# Tyranid "Death-Star" horror stories.



## Prepirate1 (Jul 29, 2009)

There's a popular Tyranid unit build aptly named "The Death Star", as it is a slow moving, shot soaking, assault winning unit that moves through crucial areas of the board pummeling any enemy units within reach. The build looks loosely like this

*1 hive tyrant
armored shell (2+ armor)
old adversary (gives a 6" perferred enemy bubble) 
paroxysm,
life leech,
lashwhip and bone sword
TL devs 
regen

3 tyrant guard with lash whips

1 tyranid prime 
2 bone swords
death spitter
regen
adrenal glands*

As the unit is growing quite popular, I was wondering if anyone had any horror stories concerning close or deadly encounters with this unit?


----------



## Prepirate1 (Jul 29, 2009)

I played a 1850 pt seize ground mission with three objectives on the board.
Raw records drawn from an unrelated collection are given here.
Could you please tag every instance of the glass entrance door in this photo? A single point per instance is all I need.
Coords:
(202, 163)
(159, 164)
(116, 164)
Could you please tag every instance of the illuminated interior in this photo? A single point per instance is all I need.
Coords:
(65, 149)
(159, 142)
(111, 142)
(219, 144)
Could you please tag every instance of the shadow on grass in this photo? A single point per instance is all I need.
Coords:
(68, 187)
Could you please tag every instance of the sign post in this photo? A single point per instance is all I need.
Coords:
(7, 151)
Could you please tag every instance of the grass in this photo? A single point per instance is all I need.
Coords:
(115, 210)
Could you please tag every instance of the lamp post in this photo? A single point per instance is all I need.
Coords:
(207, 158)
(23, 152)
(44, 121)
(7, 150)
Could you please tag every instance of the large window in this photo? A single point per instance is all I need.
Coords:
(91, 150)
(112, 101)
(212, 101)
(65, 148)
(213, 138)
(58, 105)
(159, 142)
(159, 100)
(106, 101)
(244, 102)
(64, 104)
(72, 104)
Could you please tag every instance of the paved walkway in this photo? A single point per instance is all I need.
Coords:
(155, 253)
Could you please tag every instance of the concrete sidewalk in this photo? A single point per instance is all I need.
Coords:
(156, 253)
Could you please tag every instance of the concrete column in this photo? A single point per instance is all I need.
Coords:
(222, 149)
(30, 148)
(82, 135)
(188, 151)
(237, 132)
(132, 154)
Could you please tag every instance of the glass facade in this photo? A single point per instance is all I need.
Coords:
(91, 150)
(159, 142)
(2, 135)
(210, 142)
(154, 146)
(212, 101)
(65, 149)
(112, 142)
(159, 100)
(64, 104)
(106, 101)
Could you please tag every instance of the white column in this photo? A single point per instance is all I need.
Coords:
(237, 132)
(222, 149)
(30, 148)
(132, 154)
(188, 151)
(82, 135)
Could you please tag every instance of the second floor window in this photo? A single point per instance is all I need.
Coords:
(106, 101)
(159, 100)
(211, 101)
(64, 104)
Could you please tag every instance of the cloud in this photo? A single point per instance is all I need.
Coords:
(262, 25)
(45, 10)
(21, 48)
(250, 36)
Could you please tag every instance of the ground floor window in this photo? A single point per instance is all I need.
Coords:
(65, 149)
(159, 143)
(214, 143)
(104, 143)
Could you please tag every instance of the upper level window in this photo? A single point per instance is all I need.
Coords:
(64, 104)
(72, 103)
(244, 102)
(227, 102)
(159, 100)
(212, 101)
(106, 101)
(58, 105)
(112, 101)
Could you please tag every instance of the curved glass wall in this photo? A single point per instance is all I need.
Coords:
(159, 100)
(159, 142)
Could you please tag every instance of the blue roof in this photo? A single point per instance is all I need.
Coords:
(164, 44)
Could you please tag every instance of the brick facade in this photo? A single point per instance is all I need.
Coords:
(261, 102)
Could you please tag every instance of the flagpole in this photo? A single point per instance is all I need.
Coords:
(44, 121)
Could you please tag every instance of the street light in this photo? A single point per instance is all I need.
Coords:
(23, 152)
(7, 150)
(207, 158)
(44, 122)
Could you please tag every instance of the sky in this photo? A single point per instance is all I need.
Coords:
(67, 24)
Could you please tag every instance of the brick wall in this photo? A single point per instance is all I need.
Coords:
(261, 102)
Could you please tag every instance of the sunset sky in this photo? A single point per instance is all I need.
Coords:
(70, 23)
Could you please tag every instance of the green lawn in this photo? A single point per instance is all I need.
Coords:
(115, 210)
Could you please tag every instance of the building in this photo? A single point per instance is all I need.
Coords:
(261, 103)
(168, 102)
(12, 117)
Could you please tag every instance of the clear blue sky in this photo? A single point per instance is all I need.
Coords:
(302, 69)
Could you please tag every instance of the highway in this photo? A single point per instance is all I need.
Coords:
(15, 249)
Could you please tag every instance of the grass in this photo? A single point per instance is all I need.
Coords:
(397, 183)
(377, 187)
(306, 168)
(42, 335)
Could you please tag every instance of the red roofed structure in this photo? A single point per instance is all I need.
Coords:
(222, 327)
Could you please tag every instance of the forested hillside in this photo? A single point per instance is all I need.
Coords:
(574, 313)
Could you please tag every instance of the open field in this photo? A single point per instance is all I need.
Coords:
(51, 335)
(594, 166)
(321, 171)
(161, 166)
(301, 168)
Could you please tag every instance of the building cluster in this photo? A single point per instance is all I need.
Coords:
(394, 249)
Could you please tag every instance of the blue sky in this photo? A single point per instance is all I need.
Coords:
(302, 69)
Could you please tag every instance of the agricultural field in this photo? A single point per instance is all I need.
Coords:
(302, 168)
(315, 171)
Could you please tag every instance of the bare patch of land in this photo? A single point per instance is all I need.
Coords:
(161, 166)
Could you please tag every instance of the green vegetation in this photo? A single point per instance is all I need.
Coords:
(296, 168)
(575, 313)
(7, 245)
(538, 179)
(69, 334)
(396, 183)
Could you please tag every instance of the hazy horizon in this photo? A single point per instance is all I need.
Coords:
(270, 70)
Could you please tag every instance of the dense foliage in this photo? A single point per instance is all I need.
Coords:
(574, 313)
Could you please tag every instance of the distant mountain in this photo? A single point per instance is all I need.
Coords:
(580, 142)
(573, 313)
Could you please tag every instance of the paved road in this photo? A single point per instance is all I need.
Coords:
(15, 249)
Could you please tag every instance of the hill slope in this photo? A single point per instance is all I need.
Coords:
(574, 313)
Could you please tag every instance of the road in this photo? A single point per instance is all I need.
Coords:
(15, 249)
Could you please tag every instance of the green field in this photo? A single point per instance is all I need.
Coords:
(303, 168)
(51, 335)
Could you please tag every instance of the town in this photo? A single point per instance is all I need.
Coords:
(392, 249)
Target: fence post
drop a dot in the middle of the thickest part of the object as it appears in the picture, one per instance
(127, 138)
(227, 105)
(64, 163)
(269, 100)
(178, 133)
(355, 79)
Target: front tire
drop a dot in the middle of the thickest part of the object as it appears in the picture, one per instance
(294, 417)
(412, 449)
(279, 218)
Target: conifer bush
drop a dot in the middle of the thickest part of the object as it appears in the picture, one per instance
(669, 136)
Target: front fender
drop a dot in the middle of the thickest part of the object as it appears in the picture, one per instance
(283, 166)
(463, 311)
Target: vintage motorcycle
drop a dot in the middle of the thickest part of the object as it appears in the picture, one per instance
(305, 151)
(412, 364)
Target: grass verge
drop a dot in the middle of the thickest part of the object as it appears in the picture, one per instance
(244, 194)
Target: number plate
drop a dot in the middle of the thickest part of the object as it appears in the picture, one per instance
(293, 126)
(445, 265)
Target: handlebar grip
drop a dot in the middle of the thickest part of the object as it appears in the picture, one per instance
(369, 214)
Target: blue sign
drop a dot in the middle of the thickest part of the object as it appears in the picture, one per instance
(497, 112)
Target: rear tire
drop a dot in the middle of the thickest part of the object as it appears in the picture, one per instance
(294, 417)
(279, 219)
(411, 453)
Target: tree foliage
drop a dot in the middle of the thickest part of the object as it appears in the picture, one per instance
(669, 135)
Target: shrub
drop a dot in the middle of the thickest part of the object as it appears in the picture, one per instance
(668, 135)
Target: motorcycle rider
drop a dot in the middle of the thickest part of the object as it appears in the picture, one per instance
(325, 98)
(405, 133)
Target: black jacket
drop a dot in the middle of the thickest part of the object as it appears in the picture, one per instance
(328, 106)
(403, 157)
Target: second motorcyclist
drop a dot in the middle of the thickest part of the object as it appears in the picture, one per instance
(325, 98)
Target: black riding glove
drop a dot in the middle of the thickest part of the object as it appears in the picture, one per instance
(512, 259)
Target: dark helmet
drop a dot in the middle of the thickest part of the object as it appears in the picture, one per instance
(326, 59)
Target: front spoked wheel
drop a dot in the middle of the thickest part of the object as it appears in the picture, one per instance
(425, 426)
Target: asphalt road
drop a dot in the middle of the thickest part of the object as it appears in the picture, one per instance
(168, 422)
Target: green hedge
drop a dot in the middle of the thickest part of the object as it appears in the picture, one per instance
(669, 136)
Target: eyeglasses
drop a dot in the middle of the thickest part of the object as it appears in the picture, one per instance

Ultramarines Vs. Tyranids (classic) Two rhinos waited in reserves, a sterngaurd and terminator squad waited for the deepstrike and I had a predator, scouts, and devastator squad on the board. First two turns involved shooting, as these units had castled within run-range of an objective, it wasn't until the third turn when things picked up as one rhino came in and the termies deep struck, though all of this is irrelevant. What I'm getting at is that while my tac squads where pounding bolter lead into gaunts and holding objectives, my terminators where dealing with gun guard and a tervigon the "death star" had tore through my back line destroying an entire devastator squad (310 points with 4 LC), my predator (auto las) and a rhino which I had put to block them from reaching my scouts who were contesting an objective. I pulled away with the win thanks to a late game deep strike from my sterguard who contested an objective, though paid a heavy price.


----------



## Lord Reevan (May 1, 2008)

honestly I've never seen that unit used before or mentioned and I'm going through a lot of serious builds at the moment. seems decent though. Only thing is from what I'm seeing there's no inv. save so plasma death on them will win, or any ap 2 weapon basically.

but on about Deathstars I suppose. I never really had any problems with deathstars as try and have a load of my units buffed enough to take them out with relative ease. For example I have an honour guard unit with blood champ, chapter banner, power weapon, flamer and a fist, totalling 260pts. Went up against 7 thunder hammer storm shield terminators- 280pts I think it was? Anyway by the time they got to strike back only one guy was standing and he only took out one guy. my other assault squds do better than that often enough too. I'm sure roughly the same tactic would apply to that unit.


----------



## Deneris (Jul 23, 2008)

Prepirate1 said:


> I played a 1850 pt seize ground mission with three objectives on the board. Ultramarines Vs. Tyranids (classic) Two rhinos waited in reserves, a sterngaurd and terminator squad waited for the deepstrike and I had a predator, scouts, and devastator squad on the board. First two turns involved shooting, as these units had castled within run-range of an objective, it wasn't until the third turn when things picked up as one rhino came in and the termies deep struck, though all of this is irrelevant. What I'm getting at is that while my tac squads where pounding bolter lead into gaunts and holding objectives, my terminators where dealing with gun guard and a tervigon the "death star" had tore through my back line destroying an entire devastator squad (310 points with 4 LC), my predator (auto las) and a rhino which I had put to block them from reaching my scouts who were contesting an objective. I pulled away with the win thanks to a late game deep strike from my sterguard who contested an objective, though paid a heavy price.


Thing is, you still managed to win, so you basically dealt with this "deathstar" in the best possible way- Have units that it can "chew" on while your scoring units secure the objectives.


----------